For months, I ignored the raves about fat-free half ‘n’ half. Like low-fat butter, it sounded too good to be true, tempting with promise but certain to disappoint. Once tried, however, it was instantly a refrigerator staple, especially for creamy essence in soups like this week’s SALMON CHOWDER.
But truth be told, some times this product disappoints. Its calorie count is up there with whole milk’s even if the fat grams match up with skim’s. But it’s an unreliable substitute: in quiche and casseroles, for example, it separates and refuses to thicken.
Still, to my taste buds and my waist line, it can’t be beat in winter-hearty, body-healthy soups.
2015 Update: The truth is, I've stopped buying fat-free half 'n' half. Today we just use whole milk, all the creaminess we like for almost the same calories. And in an age of simplification, it's one less thing for the grocery list.
Are any ambitious food scientists reading? Half ‘n’ half is a good start. But how about calorie-free bacon cheeseburgers and Friday-night pizza and grilled ribeyes and hot-buttered muffins still warm from the oven and chocolate chip cookies alongside a cold glass of milk and … and … and … fix these and faux is fine, just fine.
Time-to-table: 35 minutes
Makes 9 cups
- 2 cups chicken stock (or 1 14-ounce can fat-free chicken broth)
- 1 tablespoon olive oil
- 1 large onion, diced
- 1 fennel bulb, diced
- 2 carrots, peeled and diced
- 2 teaspoons minced garlic (about 2 cloves)

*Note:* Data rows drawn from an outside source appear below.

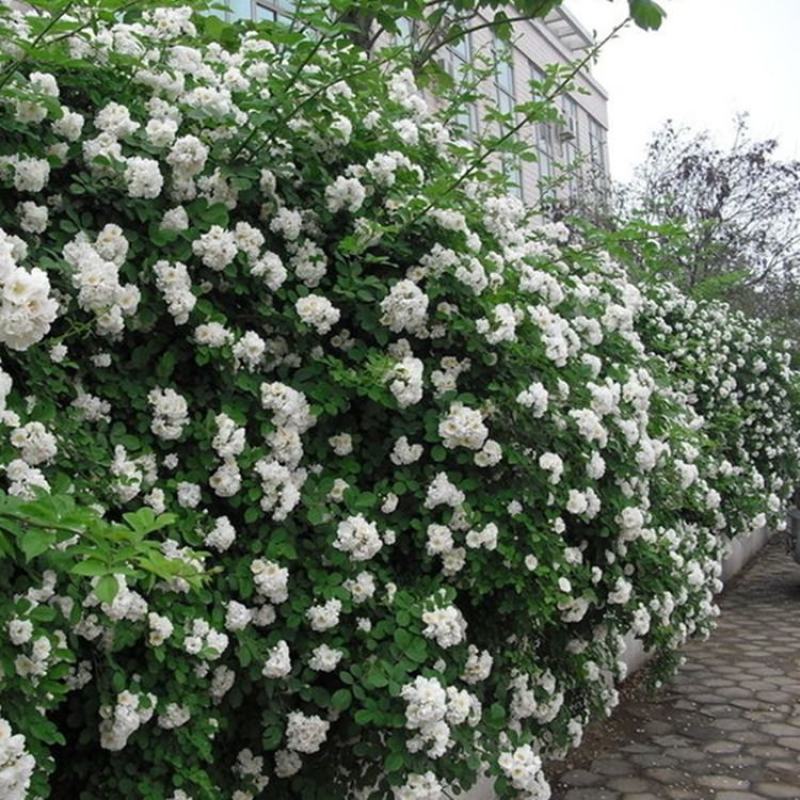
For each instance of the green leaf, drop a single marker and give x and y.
(106, 589)
(376, 678)
(394, 762)
(36, 542)
(647, 14)
(341, 699)
(91, 567)
(363, 716)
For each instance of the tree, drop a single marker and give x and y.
(738, 207)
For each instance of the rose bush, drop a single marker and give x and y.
(430, 459)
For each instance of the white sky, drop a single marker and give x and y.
(710, 60)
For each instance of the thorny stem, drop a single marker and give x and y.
(511, 132)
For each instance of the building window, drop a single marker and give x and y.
(506, 105)
(569, 134)
(597, 157)
(597, 145)
(456, 62)
(546, 143)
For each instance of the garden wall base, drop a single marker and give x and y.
(742, 550)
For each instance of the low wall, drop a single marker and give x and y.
(742, 550)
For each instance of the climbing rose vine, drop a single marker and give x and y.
(386, 468)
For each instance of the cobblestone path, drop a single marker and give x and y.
(727, 726)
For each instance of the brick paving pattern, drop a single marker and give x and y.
(727, 726)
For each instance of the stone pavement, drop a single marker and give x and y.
(727, 726)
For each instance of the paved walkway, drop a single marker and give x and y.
(727, 727)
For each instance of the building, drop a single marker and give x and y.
(572, 155)
(571, 163)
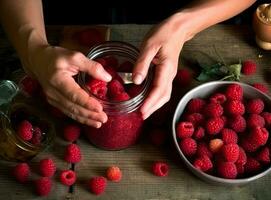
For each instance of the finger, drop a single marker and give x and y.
(77, 110)
(82, 120)
(91, 67)
(143, 62)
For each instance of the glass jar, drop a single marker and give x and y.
(15, 107)
(124, 125)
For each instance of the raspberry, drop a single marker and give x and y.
(234, 92)
(229, 136)
(97, 185)
(267, 118)
(252, 166)
(195, 118)
(255, 106)
(213, 110)
(183, 77)
(160, 168)
(47, 167)
(230, 152)
(248, 67)
(88, 37)
(114, 174)
(199, 133)
(195, 105)
(25, 130)
(202, 149)
(97, 88)
(227, 170)
(264, 156)
(235, 107)
(255, 120)
(43, 186)
(242, 159)
(67, 177)
(215, 145)
(188, 146)
(158, 137)
(115, 88)
(121, 97)
(237, 123)
(185, 129)
(21, 172)
(260, 86)
(73, 153)
(203, 163)
(218, 98)
(214, 125)
(71, 132)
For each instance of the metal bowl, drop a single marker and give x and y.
(204, 91)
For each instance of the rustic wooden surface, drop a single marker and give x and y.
(233, 43)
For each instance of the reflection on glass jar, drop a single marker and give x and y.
(18, 109)
(120, 101)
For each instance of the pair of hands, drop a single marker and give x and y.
(56, 66)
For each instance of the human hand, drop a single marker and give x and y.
(55, 67)
(161, 47)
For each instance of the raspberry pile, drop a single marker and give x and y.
(226, 134)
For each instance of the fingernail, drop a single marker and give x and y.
(138, 78)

- 8 ounces (225g) russet potato, skin on, diced (from 1 large potato)
- 1-1/2 cups frozen corn
- 1 bay leaf
- 1/2 pound fresh salmon, cut in half- inch pieces
- 2 cups fat-free half ’n’ half or whole milk
- Salt and pepper
- Fresh thyme or chive, optional
Bring the broth to a boil in the microwave. (Skip this step if you’re not in a rush.)
Heat a large pot or Dutch oven on medium high. Add the oil, once it’s hot, add the vegetables as they’re prepped, stirring well with each addition, letting some color develop. Add the bay leaf and broth and bring to a boil. Cover, reduce heat to medium and simmer until vegetables are tender, about 10 minutes. (If you’re cooking ahead, stop here.)
Stir in the salmon, making sure to submerse so it’ll cook through. Add the half ‘n’ half and bring to eating temperature but do not allow to boil.
Season to taste with salt and pepper. Top bowls with fresh thyme or chive if desired.